SEO vs GEO vs AEO : le comparateur de priorité budgétaire
Un tableau, six lignes, une seule donnée sourcée : de quoi arbitrer un budget SEO, GEO ou AEO sans céder à l'instinct ni à la survente.
GEO · Données & preuves
Le trafic référé par l'IA pèse ~1 % (Conductor). 4 sources institutionnelles vérifiées en direct pour une position GEO honnête, sans survendre.

En 30 secondes
Sur LinkedIn, dans les argumentaires commerciaux, en comité de direction : le même refrain circule depuis des mois. Le GEO serait la nouvelle urgence du référencement, celle qui rendrait le SEO classique dépassé avant la fin de l'année. Nous avons vérifié plutôt que répété : le trafic IA pèse aujourd'hui environ 1 % du trafic total d'un site, selon Conductor (13 novembre 2025), pendant que l'investissement en visibilité IA explose de son côté. Voici ce qu'on sait, ce qui reste ouvert, et pourquoi c'est exactement ça, une position de GEO honnête.
Un internaute pose une question sur Google. Un résumé généré par l'intelligence artificielle s'affiche en haut de la page, ce que Google appelle un AI Overview. Clique-t-il encore sur un lien classique, plus bas ? Moins souvent : 8 % des visites, contre 15 % quand ce résumé n'apparaît pas. Le clic à l'intérieur du résumé lui-même, lui, plafonne à environ 1 %.
Sur AI Overviews taux de clic, une seule source institutionnelle fait référence aujourd'hui.
Ce que mesure Pew Research Center (22 juillet 2025)

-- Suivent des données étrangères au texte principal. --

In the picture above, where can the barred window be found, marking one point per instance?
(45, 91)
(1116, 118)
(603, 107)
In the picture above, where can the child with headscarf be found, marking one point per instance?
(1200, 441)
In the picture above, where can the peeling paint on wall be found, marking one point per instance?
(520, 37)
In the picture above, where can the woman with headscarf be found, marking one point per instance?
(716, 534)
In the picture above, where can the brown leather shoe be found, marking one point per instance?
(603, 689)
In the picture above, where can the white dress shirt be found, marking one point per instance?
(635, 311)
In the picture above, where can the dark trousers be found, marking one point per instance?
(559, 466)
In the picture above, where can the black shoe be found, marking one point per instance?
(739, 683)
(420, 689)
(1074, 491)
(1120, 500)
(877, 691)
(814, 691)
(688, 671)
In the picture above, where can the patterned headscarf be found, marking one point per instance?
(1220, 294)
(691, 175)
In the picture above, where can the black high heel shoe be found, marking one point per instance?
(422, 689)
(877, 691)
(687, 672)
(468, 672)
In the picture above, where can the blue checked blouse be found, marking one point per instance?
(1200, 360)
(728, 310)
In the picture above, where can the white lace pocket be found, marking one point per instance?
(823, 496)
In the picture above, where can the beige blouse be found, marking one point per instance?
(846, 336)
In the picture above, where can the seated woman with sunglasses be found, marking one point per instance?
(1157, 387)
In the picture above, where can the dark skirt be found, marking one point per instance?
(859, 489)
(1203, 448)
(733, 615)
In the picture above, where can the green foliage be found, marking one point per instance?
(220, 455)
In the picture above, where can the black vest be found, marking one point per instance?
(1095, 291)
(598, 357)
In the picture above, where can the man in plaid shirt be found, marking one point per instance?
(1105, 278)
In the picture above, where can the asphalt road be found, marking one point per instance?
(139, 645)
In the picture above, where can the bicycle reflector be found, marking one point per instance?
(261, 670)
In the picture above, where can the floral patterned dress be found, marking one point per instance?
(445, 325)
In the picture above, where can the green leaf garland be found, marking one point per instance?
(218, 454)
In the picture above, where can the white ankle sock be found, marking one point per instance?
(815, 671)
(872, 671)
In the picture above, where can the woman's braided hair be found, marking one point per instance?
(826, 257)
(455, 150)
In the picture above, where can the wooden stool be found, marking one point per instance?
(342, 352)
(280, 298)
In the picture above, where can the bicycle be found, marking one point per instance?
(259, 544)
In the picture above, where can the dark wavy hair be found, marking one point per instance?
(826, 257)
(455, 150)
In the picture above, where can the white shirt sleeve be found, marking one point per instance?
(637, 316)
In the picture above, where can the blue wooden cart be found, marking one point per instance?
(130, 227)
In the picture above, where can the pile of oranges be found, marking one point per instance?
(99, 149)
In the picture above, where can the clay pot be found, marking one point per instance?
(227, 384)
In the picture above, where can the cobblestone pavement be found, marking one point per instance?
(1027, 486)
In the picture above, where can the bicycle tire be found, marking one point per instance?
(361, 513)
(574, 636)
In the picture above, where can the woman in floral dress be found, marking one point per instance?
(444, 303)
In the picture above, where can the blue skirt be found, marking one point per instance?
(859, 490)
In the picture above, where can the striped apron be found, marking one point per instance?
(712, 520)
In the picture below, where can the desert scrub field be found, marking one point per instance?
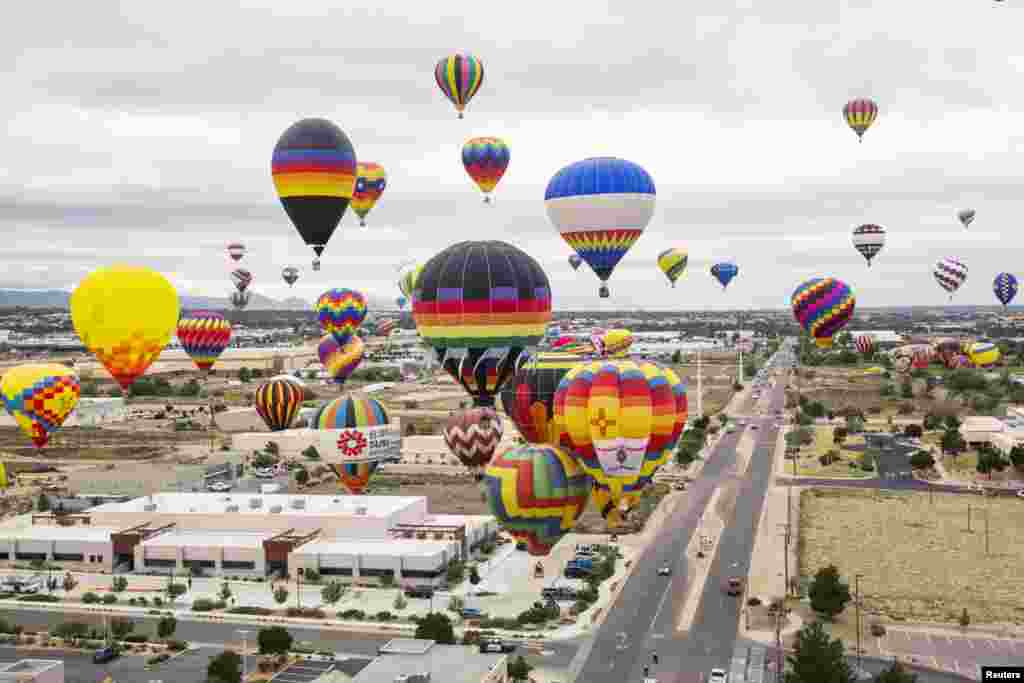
(918, 560)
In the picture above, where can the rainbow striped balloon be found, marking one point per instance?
(537, 494)
(823, 306)
(341, 311)
(485, 160)
(204, 335)
(370, 182)
(459, 77)
(340, 360)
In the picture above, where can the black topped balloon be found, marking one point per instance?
(313, 168)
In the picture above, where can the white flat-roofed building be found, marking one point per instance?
(409, 562)
(335, 516)
(89, 545)
(210, 552)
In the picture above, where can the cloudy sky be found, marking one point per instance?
(141, 132)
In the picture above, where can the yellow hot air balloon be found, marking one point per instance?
(40, 396)
(125, 315)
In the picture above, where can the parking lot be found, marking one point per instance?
(958, 654)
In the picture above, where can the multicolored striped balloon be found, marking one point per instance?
(823, 306)
(950, 273)
(859, 115)
(673, 263)
(459, 78)
(313, 168)
(348, 413)
(537, 494)
(340, 360)
(278, 401)
(1005, 287)
(204, 335)
(370, 183)
(472, 436)
(341, 311)
(485, 160)
(40, 396)
(600, 207)
(480, 305)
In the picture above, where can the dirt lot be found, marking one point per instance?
(918, 560)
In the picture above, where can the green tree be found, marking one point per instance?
(519, 670)
(816, 658)
(273, 640)
(828, 594)
(166, 627)
(333, 592)
(896, 674)
(436, 627)
(225, 667)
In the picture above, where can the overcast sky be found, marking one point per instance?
(141, 132)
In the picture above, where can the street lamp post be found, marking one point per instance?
(245, 642)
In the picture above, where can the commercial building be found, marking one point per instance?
(411, 660)
(363, 539)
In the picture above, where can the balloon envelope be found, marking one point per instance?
(40, 396)
(278, 401)
(125, 315)
(204, 335)
(537, 494)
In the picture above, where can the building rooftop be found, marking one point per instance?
(445, 664)
(407, 547)
(210, 539)
(44, 532)
(185, 503)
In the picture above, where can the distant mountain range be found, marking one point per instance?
(59, 299)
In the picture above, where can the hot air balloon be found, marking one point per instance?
(724, 272)
(1005, 287)
(472, 435)
(485, 160)
(40, 396)
(868, 240)
(340, 359)
(823, 306)
(673, 263)
(125, 315)
(240, 299)
(950, 273)
(313, 169)
(278, 401)
(600, 207)
(370, 183)
(459, 77)
(537, 494)
(204, 335)
(341, 311)
(528, 396)
(409, 272)
(242, 279)
(859, 115)
(865, 344)
(348, 413)
(480, 305)
(236, 251)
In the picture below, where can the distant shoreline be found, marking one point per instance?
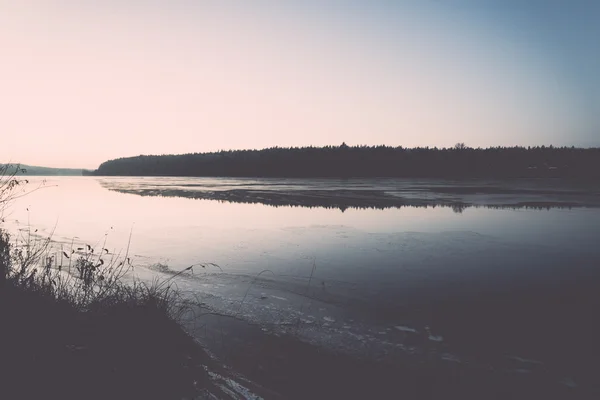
(459, 162)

- 8 % : clics vers un résultat classique quand un résumé IA est présent
- 15 % : clics vers un résultat classique quand aucun résumé IA n'apparaît
- ~1 % : clics vers une source citée à l'intérieur même du résumé IA
Panel : 900 adultes américains suivis en mars 2025, sur 68 879 recherches Google uniques, dont 12 593 (18 %) ont affiché des AI Overviews.
Pew Research Center formule cette mesure ainsi, dans le texte original de son étude du 22 juillet 2025 :
« Google users who encountered an AI summary clicked on a traditional search result link in 8% of all visits. Those who did not encounter an AI summary clicked on a search result nearly twice as often (15% of visits). »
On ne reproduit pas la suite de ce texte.